If a rent controlled unit is not the master tenant’s primary address, can the rent be raised to market rate?

Not necessarily.  For the past 25 years we have written about the benefits of the Costa-Hawkins

Rental Housing Act, a state law which permits an owner to impose an unrestricted rent increase when the last tenant on the rental agreement or otherwise having a direct owner-tenant relationship no longer permanently resides in the apartment and there remains in occupancy only subtenants or assignees.  While this is the codified rule of law, about 15 or so years ago our Rent Board adopted a policy which permits tenants to have more than one permanent place of residency.  In other words, a maser tenant could claim to reside permanently both here and in Hawaii. The result is that many landlords lose the ability to decontrol rental units where the master tenant primarily lives elsewhere.

This Rent Board “rule” is neither contained within the ordinance itself nor in the Rent Board’s official rules and regulations.  However, the policy is frequently invoked when a master tenant challenges a Costa-Hawkins rent adjustment through the Rent Board’s petition process, and the Administrative Law Judge determines that the San Francisco address is still legitimately a permanent place of residency.  The Rent Board has stated that nothing contained within the Costa-Hawkins law relegates a tenant to one permanent place of residency as the basis for adopting this policy.  At present, hearing decisions have permitted up to two homes, yet no intention has been announced to limited a tenant’s permanent abode to two places; as such, we could see the day when a tenant may have more than two permanent residences.

This author believes that this policy is flatly wrong and should be withdrawn by the Rent Board.  Yes, the state legislature did not specifically announce that a California tenant is confined to only one permanent place of residency, but common sense and logic dictate that the intent was clearly to limit rent control protection to tenants who have only one primary address:  Their rent-controlled housing.  Otherwise, as showcased in many Rent Board decisions, master tenants can buy out-of-area homes or begin renting in other rent- controlled cities while continuing to reap the benefits of low rent in an SF apartment that they sublet, with subtenants paying possibly most or even all of the rent remitted to the property owner.

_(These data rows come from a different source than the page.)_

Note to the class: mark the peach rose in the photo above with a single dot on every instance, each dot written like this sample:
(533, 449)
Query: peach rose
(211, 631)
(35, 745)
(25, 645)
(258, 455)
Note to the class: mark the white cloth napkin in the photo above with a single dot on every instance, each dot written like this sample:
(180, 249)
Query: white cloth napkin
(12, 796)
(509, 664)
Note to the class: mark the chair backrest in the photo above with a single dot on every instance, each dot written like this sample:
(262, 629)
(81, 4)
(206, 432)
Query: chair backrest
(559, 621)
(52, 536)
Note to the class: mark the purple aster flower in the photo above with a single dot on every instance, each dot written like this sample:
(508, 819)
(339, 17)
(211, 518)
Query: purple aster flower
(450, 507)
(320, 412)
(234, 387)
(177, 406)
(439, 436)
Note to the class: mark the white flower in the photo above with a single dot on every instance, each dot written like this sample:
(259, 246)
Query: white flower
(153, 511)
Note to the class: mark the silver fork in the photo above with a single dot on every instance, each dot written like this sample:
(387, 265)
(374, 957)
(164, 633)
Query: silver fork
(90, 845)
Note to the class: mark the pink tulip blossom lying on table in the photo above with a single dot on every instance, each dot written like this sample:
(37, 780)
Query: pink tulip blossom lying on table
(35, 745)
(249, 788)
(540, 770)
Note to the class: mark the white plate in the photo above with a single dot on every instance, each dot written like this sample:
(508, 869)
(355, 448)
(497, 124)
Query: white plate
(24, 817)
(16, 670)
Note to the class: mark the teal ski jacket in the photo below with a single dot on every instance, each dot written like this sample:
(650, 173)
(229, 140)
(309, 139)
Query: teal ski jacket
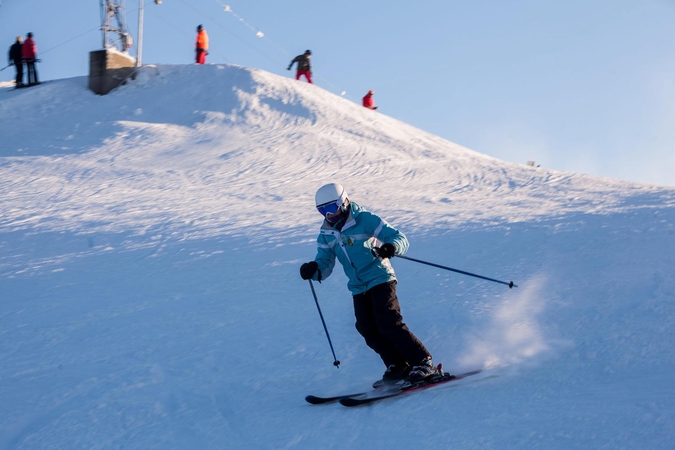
(352, 246)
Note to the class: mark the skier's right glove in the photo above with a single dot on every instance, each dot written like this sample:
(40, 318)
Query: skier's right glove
(308, 270)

Moreover, this policy only benefits the tenant side.  Owners seeking to perform an owner move-in are required to make the recovered rental unit a principal place of residence for at least three years, and the rent law states that an owner may only have one principal place of residency.  This means that an owner who splits time between two geographical regions might very well be precluded from recovering possession of an apartment via the owner move-in processes, yet a tenant may freely enjoy two residences with full rent control protections.

Add to this mess the fact that our statewide industry is expending immense resources to protect Costa-Hawkins from being repealed.  Last year, we had to raise over $70 million to defeat Proposition 10, and now a similar measure appears to be headed to the 2020 ballot.  In this vein, it is important that we work to keep Costa-Hawkins in place while simultaneously urging our Rent Board to halt the policy of permitting tenants to have more than one permanent place of residency.